Clinical and laboratory predictors of monogenic very early onset inflammatory bowel disease

Clin Immunol. 2022 Jul;240:109047. doi: 10.1016/j.clim.2022.109047. Epub 2022 May 22.

 

Judith Kelsen 1Noor Dawany 2Maire Conrad 1Trusha Patel 1Marcella Devoto 3Kelly Maurer 4Kathleen E Sullivan 5

  
     

Author information

1Division of Gastroenterology, Hepatology and Nutrition, Department of Pediatrics, The Children's Hospital of Philadelphia, 3401 Civic Center Blvd., Philadelphia, PA 19104, USA.

2Department of Biomedical and Health Informatics, The Children's Hospital of Philadelphia, 3401 Civic Center Blvd., Philadelphia, PA 19104, USA.

3Division of Human Genetics, Department of Pediatrics, The Children's Hospital of Philadelphia, 3401 Civic Center Blvd., Philadelphia, PA 19104, USA.

4The Division of Allergy Immunology, Department of Pediatrics, The Children's Hospital of Philadelphia, 3401 Civic Center Blvd., Philadelphia, PA 19104, USA.

5The Division of Allergy Immunology, Department of Pediatrics, The Children's Hospital of Philadelphia, 3401 Civic Center Blvd., Philadelphia, PA 19104, USA. Electronic address: sullivank@chop.edu.

Abstract

Background: Inflammatory bowel disease (IBD) is a chronic inflammatory disease of the gastrointestinal tract.
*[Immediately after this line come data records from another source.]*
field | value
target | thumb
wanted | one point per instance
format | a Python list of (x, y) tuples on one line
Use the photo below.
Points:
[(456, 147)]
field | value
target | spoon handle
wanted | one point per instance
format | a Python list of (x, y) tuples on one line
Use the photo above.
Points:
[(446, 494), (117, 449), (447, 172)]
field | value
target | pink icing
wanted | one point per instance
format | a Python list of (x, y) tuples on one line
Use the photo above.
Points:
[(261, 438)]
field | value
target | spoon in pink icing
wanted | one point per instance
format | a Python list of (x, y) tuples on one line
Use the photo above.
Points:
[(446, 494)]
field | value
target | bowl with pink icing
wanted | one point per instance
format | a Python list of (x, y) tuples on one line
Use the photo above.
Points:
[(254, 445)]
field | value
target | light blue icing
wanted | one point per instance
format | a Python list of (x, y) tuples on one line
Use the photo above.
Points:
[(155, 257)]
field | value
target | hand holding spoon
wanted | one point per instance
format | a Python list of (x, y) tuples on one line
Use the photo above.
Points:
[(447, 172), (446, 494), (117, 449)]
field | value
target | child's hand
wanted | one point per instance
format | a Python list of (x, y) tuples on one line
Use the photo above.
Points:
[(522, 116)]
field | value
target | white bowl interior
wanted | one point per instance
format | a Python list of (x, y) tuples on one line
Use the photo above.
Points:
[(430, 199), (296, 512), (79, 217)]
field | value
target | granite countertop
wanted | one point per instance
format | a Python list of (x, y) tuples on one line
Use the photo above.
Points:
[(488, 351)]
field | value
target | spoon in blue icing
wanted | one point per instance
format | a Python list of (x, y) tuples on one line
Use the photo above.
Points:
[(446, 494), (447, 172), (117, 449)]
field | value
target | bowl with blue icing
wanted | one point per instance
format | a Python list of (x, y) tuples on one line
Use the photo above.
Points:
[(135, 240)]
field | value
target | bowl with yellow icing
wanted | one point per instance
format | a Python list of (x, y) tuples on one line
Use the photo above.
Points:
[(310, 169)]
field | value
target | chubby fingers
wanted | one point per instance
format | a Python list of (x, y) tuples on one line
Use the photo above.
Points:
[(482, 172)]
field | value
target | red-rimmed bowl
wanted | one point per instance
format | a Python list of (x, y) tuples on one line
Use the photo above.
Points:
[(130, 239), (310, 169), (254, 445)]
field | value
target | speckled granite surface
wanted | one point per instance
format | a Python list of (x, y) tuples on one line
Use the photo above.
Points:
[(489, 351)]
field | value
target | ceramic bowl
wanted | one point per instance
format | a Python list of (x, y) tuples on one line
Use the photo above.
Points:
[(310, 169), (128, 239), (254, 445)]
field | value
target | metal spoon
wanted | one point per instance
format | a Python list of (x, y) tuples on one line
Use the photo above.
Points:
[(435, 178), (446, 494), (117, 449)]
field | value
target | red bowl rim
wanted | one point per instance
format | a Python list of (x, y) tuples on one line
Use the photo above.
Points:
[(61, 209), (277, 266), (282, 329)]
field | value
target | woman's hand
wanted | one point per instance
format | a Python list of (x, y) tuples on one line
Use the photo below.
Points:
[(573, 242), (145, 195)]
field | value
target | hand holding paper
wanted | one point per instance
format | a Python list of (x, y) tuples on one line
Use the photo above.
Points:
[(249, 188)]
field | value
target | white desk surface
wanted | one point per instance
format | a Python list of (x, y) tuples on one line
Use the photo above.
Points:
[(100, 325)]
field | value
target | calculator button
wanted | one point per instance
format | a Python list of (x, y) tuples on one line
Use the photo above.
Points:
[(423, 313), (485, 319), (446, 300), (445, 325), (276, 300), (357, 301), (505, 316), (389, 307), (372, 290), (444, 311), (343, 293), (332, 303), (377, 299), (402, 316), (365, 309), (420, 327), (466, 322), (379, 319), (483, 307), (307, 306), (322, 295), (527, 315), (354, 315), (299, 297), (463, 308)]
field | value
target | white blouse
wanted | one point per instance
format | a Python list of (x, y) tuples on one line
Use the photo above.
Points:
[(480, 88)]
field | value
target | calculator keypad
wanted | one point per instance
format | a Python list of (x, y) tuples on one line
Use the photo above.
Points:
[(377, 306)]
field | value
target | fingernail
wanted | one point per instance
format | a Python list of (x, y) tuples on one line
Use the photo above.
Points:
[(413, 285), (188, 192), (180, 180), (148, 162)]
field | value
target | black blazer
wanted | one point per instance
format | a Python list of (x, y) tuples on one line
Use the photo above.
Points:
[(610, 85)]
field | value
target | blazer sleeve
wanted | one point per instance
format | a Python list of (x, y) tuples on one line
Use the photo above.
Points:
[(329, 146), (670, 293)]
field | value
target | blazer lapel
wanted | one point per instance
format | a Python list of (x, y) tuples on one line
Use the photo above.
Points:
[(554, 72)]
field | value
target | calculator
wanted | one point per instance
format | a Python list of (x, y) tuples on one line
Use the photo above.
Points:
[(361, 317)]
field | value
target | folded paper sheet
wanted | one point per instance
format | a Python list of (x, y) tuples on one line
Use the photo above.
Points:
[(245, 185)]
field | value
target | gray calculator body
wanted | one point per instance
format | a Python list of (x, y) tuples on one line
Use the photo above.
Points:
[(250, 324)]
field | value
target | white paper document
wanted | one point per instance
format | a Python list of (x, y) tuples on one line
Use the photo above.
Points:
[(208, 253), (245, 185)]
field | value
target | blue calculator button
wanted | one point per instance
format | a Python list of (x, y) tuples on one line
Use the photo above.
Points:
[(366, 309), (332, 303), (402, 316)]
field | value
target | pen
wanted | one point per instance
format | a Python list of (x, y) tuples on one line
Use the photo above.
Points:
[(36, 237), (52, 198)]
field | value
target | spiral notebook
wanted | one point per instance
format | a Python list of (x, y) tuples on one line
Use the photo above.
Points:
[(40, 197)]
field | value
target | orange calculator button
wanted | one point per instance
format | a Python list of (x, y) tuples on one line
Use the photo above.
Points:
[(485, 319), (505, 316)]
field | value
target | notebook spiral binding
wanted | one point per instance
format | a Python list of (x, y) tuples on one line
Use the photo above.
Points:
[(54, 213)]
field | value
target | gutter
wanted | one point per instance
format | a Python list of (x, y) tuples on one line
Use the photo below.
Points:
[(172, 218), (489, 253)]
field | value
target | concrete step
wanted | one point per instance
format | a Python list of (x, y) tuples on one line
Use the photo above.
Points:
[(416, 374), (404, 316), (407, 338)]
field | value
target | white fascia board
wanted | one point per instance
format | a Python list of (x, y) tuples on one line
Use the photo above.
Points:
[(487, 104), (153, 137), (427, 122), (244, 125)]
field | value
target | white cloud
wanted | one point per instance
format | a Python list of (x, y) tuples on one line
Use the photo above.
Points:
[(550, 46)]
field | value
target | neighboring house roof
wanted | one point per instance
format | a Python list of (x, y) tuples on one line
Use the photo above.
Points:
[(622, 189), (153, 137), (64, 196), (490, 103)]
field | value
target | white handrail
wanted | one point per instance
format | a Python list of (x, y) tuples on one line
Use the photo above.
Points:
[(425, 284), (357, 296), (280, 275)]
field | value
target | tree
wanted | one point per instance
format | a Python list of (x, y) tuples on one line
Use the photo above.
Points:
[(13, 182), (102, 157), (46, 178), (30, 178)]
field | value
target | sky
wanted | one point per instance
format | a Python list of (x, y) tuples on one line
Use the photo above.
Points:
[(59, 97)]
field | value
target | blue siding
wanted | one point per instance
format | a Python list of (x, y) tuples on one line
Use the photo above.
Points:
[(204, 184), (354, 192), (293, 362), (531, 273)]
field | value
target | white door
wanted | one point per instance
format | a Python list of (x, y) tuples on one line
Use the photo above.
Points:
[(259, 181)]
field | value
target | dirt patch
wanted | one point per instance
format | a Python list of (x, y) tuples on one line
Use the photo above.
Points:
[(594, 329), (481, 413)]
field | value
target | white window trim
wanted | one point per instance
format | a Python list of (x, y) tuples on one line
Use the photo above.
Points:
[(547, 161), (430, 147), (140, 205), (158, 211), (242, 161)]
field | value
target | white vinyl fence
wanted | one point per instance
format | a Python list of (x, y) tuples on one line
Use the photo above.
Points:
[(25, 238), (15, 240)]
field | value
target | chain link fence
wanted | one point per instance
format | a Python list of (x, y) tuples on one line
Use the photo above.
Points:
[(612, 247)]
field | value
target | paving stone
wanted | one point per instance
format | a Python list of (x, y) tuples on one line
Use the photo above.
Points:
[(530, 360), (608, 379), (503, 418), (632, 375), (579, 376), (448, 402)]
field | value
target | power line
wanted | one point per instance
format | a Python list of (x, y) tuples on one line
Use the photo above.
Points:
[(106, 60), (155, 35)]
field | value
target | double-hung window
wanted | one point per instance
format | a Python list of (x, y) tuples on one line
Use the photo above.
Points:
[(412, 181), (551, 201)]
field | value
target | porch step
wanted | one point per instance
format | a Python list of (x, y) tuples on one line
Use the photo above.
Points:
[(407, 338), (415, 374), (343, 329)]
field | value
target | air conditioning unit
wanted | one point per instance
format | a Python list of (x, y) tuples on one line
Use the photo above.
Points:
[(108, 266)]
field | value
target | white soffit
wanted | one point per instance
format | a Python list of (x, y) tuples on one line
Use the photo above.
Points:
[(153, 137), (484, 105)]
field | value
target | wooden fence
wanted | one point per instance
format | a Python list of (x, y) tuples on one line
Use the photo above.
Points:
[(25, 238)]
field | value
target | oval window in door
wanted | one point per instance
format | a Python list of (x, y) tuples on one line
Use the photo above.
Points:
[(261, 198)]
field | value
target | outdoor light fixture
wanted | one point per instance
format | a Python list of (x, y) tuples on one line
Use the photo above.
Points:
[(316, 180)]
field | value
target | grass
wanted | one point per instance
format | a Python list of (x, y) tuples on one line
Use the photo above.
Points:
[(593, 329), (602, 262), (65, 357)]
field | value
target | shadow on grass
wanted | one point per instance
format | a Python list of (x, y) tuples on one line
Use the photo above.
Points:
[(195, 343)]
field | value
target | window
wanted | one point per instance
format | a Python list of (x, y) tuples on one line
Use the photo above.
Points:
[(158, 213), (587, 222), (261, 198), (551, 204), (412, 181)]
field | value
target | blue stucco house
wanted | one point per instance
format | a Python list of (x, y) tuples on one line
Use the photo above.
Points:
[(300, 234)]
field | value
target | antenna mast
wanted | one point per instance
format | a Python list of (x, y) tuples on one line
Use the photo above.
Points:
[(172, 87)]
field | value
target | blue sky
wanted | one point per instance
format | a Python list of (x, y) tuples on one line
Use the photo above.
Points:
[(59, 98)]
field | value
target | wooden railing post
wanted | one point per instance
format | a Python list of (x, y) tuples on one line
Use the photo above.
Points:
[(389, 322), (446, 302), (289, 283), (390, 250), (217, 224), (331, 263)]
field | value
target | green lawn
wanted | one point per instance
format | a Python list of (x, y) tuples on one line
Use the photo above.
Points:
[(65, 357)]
Treatment for patients who have a monogenic cause of their IBD, often the youngest children, known as very early onset IBD (VEO-IBD), can be different from standard treatment for polygenic cases. Yet, ascertainment of these patients is difficult.

Methods: We analyzed cases of VEO-IBD to understand the breadth of monogenic etiology and to identify clinical, laboratory, and flow cytometric correlates of this subpopulation.

Results: Genetic causes of very early onset inflammatory bowel disease are highly diverse ranging from pure epithelial defects to classic T cell defects. Flow cytometry, other than testing for chronic granulomatous disease, has a low sensitivity for monogenic etiologies. Poor growth was a clinical feature associated with monogenic causality.

Conclusions: Genetic testing is, at this moment, the most robust method for the identification of monogenic cases of very early onset IBD.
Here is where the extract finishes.